### Information theory

Information theory quantifies the amount of information present. In information theory, the amount of information is characterized as:

• Predictability:
• Guaranteed events have zero information.
• Likely events have little information. (Biased dice have little information.)
• Independent events add information. Rolling a dice twice with heads have twice the information of rolling the dice once with a head.

Information of an event is defined as:

$I(x) = - \log(P(x))$

### Entropy

In information theory, entropy measures the amount of information.

We define entropy as:

$\begin{split} H(x) & = E_{x \sim P}[I(x)] \\ \end{split}$

So

$\begin{split} H(x) & = − \mathbb{E}_{x \sim P} [log P(x)] \\ H(x) & = - \sum_x P(x) \log P(x) \\ \end{split}$

If $$\log$$ has a base of 2, it measure the number of bits to encode the information. In information theory, information and random-ness are positively correlated. High entropy equals high randomness and requires more bits to encode it.

### Example

Let’s comput the entropy of a coin. For a fair coin:

$H(X) = - p(head) \cdot \log_2(p(head)) - p(tail) \cdot log_2(p(tail)) = - \log_2 \frac{1}{2} = 1$

Therefore we can use 1 bit to represent head (0 = head) and 1 bit to represent tail (1 = tail).

The entropy of a coin peaks when $$p(head)=p(tail)=0.5$$. (Source Wikipedia)

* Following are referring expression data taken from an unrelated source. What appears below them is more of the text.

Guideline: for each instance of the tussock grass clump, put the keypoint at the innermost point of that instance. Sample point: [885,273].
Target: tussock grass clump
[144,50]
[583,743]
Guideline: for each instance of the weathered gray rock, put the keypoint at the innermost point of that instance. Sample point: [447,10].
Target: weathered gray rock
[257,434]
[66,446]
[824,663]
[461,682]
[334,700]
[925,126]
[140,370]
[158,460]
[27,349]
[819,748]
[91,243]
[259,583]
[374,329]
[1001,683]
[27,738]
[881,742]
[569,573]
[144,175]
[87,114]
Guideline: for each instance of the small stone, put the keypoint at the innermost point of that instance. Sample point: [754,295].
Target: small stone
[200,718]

For a fair die, $$H(X) = \log_2 6 \approx 2.59$$. A fair die has more entropy than a fair coin because it is less predictable.

### Cross entropy

If entropy measures the minimum number of bits to encode information, cross entropy measures the minimum of bits to encode $$x$$ with distribution $$P$$ using the wrong optimized encoding scheme from $$Q$$.

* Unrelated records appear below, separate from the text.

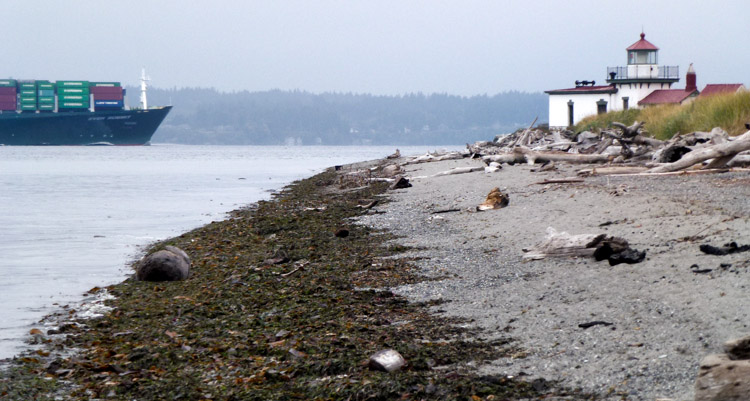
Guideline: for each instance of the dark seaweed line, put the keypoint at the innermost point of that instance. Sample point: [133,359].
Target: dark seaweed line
[243,329]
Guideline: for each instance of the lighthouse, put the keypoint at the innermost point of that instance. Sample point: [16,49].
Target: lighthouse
[626,87]
[641,76]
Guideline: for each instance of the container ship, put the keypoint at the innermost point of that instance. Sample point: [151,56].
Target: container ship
[37,112]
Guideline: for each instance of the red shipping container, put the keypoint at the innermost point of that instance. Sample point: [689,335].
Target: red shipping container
[105,90]
[108,96]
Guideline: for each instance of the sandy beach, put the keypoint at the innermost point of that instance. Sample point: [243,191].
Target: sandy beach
[665,317]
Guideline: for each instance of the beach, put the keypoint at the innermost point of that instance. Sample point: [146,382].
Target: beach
[667,312]
[290,297]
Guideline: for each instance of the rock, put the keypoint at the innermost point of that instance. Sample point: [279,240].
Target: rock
[610,246]
[629,256]
[392,170]
[738,348]
[401,183]
[722,379]
[388,360]
[341,233]
[493,166]
[168,264]
[395,155]
[495,200]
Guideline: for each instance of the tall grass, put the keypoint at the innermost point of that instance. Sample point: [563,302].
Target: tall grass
[728,111]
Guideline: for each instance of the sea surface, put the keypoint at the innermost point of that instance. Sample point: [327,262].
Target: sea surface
[73,218]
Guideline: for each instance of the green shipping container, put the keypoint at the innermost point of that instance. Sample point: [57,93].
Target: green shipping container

Cross entropy is defined as:

$H(P, Q) = - \sum_x P(x) \log Q(x)$

In deep learning, $$P$$ is the distribution of the true labels, and $$Q$$ is the probability distribution of the predictions from the deep network.

### KL Divergence

In deep learning, we want a model predicting data distribution $$Q$$ resemble the distribution $$P$$ from the data. Such difference between 2 probability distributions can be measured by KL Divergence which is defined as:

$\begin{split} D_{KL}(P \vert \vert Q) = \mathbb{E}_x \log \frac{P(x)}{Q(x)} \end{split}$

So,

$\begin{split} D_{KL}(P \vert \vert Q) & = \sum_{x=1}^N P(x) \log \frac{P(x)}{Q(x)} \\ & = \sum_{x=1}^N P(x) [\log P(x) - \log Q(x)] \end{split}$ (Source Wikipedia.)

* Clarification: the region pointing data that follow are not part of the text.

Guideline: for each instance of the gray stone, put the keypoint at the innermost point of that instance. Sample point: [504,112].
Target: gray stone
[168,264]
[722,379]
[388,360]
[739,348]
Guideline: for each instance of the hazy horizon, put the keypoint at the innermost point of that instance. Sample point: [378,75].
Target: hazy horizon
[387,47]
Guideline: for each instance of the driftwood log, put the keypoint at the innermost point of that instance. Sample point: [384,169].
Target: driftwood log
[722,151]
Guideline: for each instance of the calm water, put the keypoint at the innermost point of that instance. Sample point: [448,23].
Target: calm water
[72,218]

KL-divergence is not commutative: $$D_{KL}(P \vert \vert Q) \neq D_{KL}(Q \vert \vert P)$$.

Recall:

$\begin{split} H(P) & = - \sum P \log P, \\ H(P, Q) & = - \sum P \log Q, \quad \text{and}\\ D_{KL}(P \vert \vert Q) & = \sum P \log \frac{P}{Q}. \\ \end{split}$

We can rewrite the cross entropy equation with KL divergence:

$\begin{split} H(P, Q) & = - \sum P \log Q \\ & = - \sum P \log P + \sum P \log P - \sum P \log Q \\ & = H(P) + \sum P \log \frac{P}{Q} \\ H(P, Q) & = H(P) + D_{KL}(P \vert \vert Q) \\ \end{split}$

So cross entropy is the sum of entropy and KL-divergence. Cross entropy $$H(P, Q)$$ is larger than $$H(P)$$ since we require extra amount of information (bits) to encode data with less optimized scheme from $$Q$$ if $$P \neq Q$$. Hence, KL-divergence is always positive for $$P \neq Q$$ or zero otherwise.

$$H(P)$$ only depends on $$P$$: the probability distribution of the data. Since it is un-related with the model $$\theta$$ we build, we can treat $$H(P)$$ as a constant. Therefore, minimizing the cross entropy is equivalent to minimize the KL-divergence.

$\begin{split} H(P, Q_\theta) & = H(P) + D_{KL}(P \vert \vert Q_\theta) \\ \nabla_\theta H(P, Q_\theta) & = \nabla_\theta ( H(P) + D_{KL}(P \vert \vert Q_\theta) ) \\ & = \nabla_\theta D_{KL}(P \vert \vert Q_\theta) \\ \end{split}$

### Maximum Likelihood Estimation

We want to build a model with $$\hat\theta$$ that maximizes the probability of the observed data (a model that fits the data the best: Maximum Likelihood Estimation MLE):

$\begin{split} \hat\theta & = \arg\max_{\theta} \prod^N_{i=1} p(x_i \vert \theta ) \\ \end{split}$

However, multiplications overflow or underflow easily. Since $$\log(x)$$ is monotonic, optimize $$log(f(x))$$ is the same as optimize $$f(x)$$. So instead of the MLE, we take the $$\log$$ and minimize the negative log likelihood (NLL).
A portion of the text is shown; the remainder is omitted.